# Temp control on a Old Country Wrangler



## mforsta (Apr 23, 2017)

Folks,

Need a little help with temp control on a Wrangler smoker. I can run this smoker at 300 degrees all day. If i try and run at 225 I have to open the fire box damper almost all the way to keep it in that range. of course running it wide open like that it burns a lot of fuel. If I shut it down it will run way up in the 350 range. I am burning oak, hickory or apple wood splits. The splits are about the size of a soda can. I have modified the door damper by removing the nut and bolt and replacing them so the damper is very tight to the door.
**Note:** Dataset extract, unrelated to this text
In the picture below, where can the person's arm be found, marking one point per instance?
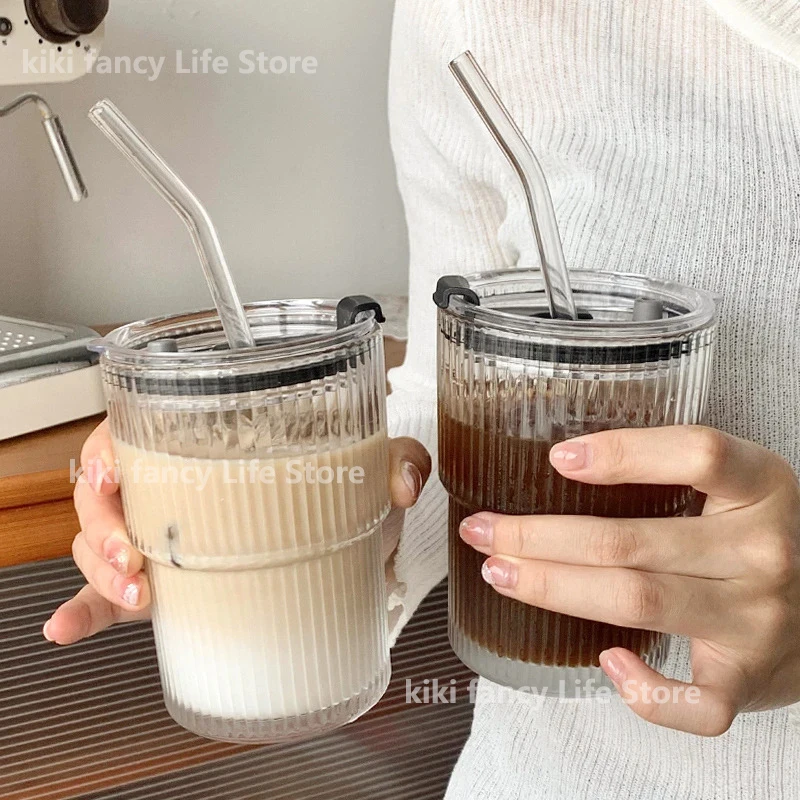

I have not put felt on the lids as of yet. Any suggestion are appreciated.


----------



## SmokinAl (Apr 24, 2017)

I'm confused!

I'm not familiar with your smoker, but every smoker I've seen increases in temp when you open the firebox dampers.

Al


----------



## glocksrock (Apr 24, 2017)

When I had that smoker I found it hard to keep the temps on the lower side, it always ran hot for me. But since I sold that and got my Lang, I've gotten better at fire management. If you want a lower temp build a small hot fire and keep it small, using small pieces of wood added only when more is needed. It's easy to get the temps higher, but much more difficult to bring them back down once they go up.


----------



## daveomak (Apr 24, 2017)

What Wrangler smoker do you have ???   Does it have a side fire box ???   Pictures help....


----------